The banned militant group Tehreek-e-Taliban Pakistan (TTP) has ended a cease-fire agreement with the government, and vowed to launch attacks across Pakistan. What will this mean for the country's economy?
It has also attacked Pakistani soldiers and military checkposts, drawing the ire of the army command.
It had been weakened by military operations but started regaining strength after the Afghan Taliban returned to power in Kabul in 2021.
In May of this year, Afghan Taliban-mediated negotiations between Islambad and the TTP had led to a "permanent cease-fire" in return for the release of dozens of militants and commanders. But analysts say that cease-fire violations were frequent and widespread.
One of the TTP's demands is that the semi-autonomous status of the former Federally Administered Tribal Areas (FATA) bordering Afghanistan be restored. The Pakistani government merged the FATA region with northwestern Khyber Pakhtunkhwa province in 2018 to improve governance there.
However, the area is widely considered a haven for militants who operate on both sides of the border.
Said Alam Mehsud, a security analyst in Pakistan, told DW that the end of cease-fire was a worrisome situation for the Pakistani authorities.
"The militants are openly demanding extortion money in the northwestern areas," he said, adding that locals felt increasingly insecure.
Bushra Gohar, a former lawmaker, claimed that even ministers had had to pay extortion for the safety of their families.
She told DW that the TTP had formed shadow governments in many districts of Khyber Pakhtunkhwa province, adding that the group also collected funds for its jihadist activities in the area. She expressed disappointment that the government in Islamabad was not being more proactive: "Prime Minister Shehbaz Sharif has not called an emergency meeting to tackle the security situation," Gohar said.
Pakistanis struggle to fuel everyday life
Husain Haqqani, a former Pakistani ambassador to the US and director for South and Central Asia at the Washington DC-based Hudson Institute, also warned that the TTP posed an economic threat.
"Pakistan could soon find itself having to confront a major security challenge from the TTP," he told DW, adding that China's economic projects in Pakistan and Afghanistan could be imperiled.
China has invested heavily in infrastructure projects in Pakistan, as part of the China-Pakistan Economic Corridor, project, which is a component of Beijing's Belt and Road Initiative.
Ghulam Mustafa, a Lahore-based security analyst and former military official, agreed that the attacks could jeopardize the economic partnership between China and Pakistan.

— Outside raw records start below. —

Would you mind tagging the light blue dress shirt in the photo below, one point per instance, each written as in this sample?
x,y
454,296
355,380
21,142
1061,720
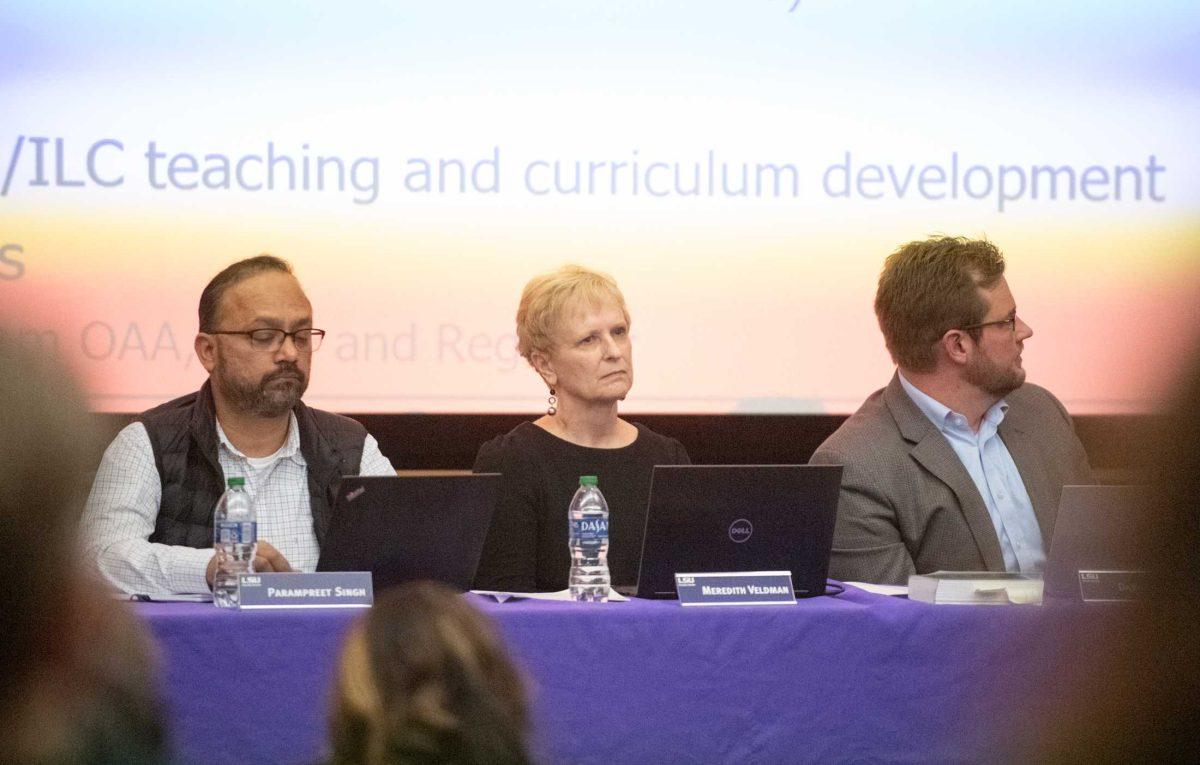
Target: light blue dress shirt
x,y
995,475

"The deteriorating security situation could scare off foreign companies and they could be forced to pull out their investments [from the country]," he told DW. "This would deal a severe blow to an already crippled economy."
Devastating floods, the COVID pandemic, and ongoing political turmoil have all had a negative impact on Pakistan's economy, and many experts are of the view that the South Asian country really cannot afford a security challenge.
Shahida Wizarat, a Karachi-based economist, said that the deteriorating security situation in the country would force businesses to take extra measures for their protection. "They will ask the government to provide them with more security," she told DW.
"This will increase the cost of doing business, which is already high," she said.